With regard to Britannica, the early omissions and persistent damnation were consistent with the encyclopaedia’s prudishness regarding all matters deemed potentially upsetting to adults (and necessarily intriguing to children). Biographies of the famous obscured any incidence of sexual matters that differed from either morally good or ‘normal’ behaviour. Oscar Wilde, for example, was imprisoned in Reading Gaol for offences ‘under the Criminal Law Amendment Act’, a statute most widely known for protecting underage girls. In earlier years at Oxford, Wilde ‘adopted what to undergraduates appeared the effeminate pose of casting scorn on manly sports, wearing his hair long, decorating his room with peacock’s feathers, lilies, sunflowers’.

In addition to his survey of factual errors, Harvey Einbinder uncovered numerous incidences of clumsy euphemism. Paul Verlaine’s personal life was disturbed when ‘the strange young poet Jean Arthur Rimbaud came somewhat troublingly into his life’; a later reference described their relationship as ‘extravagant’. Of the naturalist Alexander von Humboldt we learn how, ‘in his later years the sway of an old and faithful servant held him in more than matrimonial bondage’. And Tchaikovsky’s marriage to Antonina Ivanovna Milyukova was described as ‘an impossible one through no fault of hers but simply through his own abnormality of temperament’.

‘The Victorian desire to make artists and poets respectable members of society is sometimes carried to amusing extremes,’ Einbinder writes, quoting the entry on Robert Browning: ‘He frequented literary and artistic circles, and was passionately fond of the theatre; but he was entirely free of a coarse Bohemianism, and never went to bed, we are told, without kissing his mother.’ The entry on Dickens from the 1930s is similarly shy of a full biography when it came to the turbulent details of his relationship with Ellen Ternan. ‘The little that needs saying has already been said,’ wrote G.K. Chesterton, an oddly terse comment in an otherwise comprehensive account (and more to the point, it hasn’t been said in this great encyclopaedia of record). Einbinder concludes that ‘Chesterton grew up under the influence of Victorian ideals which demanded moral perfection from its heroes,’ an influence that also shielded the personal life of William Thackeray.

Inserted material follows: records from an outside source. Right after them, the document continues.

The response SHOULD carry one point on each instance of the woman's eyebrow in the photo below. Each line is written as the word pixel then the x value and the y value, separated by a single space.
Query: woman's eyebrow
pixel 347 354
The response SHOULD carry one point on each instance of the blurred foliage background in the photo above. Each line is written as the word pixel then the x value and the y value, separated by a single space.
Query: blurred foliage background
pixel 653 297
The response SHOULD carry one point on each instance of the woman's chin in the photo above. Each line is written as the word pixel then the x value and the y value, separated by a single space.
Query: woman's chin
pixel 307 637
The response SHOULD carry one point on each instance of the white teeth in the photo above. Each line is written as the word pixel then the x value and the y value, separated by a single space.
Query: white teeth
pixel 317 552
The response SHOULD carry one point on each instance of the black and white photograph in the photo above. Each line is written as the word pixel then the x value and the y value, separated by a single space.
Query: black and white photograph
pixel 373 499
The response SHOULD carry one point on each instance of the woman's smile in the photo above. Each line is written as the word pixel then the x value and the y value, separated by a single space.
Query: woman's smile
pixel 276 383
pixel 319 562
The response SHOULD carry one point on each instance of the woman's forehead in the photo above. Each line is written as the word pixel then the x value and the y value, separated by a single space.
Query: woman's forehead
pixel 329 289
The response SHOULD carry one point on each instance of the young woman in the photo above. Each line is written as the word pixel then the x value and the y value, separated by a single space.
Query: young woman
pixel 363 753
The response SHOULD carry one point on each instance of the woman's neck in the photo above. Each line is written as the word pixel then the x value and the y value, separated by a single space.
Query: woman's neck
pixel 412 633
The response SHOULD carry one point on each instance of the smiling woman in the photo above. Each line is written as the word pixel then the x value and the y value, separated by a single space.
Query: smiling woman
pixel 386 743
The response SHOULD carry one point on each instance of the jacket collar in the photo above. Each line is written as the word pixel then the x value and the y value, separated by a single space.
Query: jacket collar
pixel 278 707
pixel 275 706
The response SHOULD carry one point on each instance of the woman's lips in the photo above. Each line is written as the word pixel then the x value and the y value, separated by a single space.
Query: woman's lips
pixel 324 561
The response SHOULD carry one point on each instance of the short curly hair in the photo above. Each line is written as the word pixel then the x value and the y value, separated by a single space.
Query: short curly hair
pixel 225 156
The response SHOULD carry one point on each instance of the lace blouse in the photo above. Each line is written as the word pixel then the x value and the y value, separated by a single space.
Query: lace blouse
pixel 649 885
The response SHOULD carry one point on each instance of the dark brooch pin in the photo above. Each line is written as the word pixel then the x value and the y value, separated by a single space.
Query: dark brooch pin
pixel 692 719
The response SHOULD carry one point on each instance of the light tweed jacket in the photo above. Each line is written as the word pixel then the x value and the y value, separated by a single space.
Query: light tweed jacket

Britannica’s influence was far greater than a regular biography, and its impact reverberated globally for decades. ‘Prudery is like a rare disease that strikes infrequently but leaves serious consequences in its wake,’ Einbinder concludes. Effectively, the encyclopaedia’s frailty when confronted with a true life lived, ‘seals off important areas of human experience from mature examination and perpetuates taboos which are no longer accepted by educated readers.’

In 1974, the fifteenth edition did modify these matters. Tchaikovsky is now definitely homosexual, as is his younger brother Modest. His marriage was hastily conceived to conceal this, and a letter to his other brother Anatoly from 1878 is quoted: ‘Only now … have I finally begun to understand that there is nothing more fruitless than not wanting to be that which I am by nature.’

The trials of Oscar Wilde and his imprisonment are also now explained, although there is still a disapproving reference to his ‘reckless pursuit of pleasure’. Elsewhere, a certain studied suggestiveness presides. Alexander von Humboldt is a ‘gregarious’ figure appearing ‘regularly in the salons of Parisian society’. He was ‘always willing and anxious to assist young scientists at the beginning of their careers’.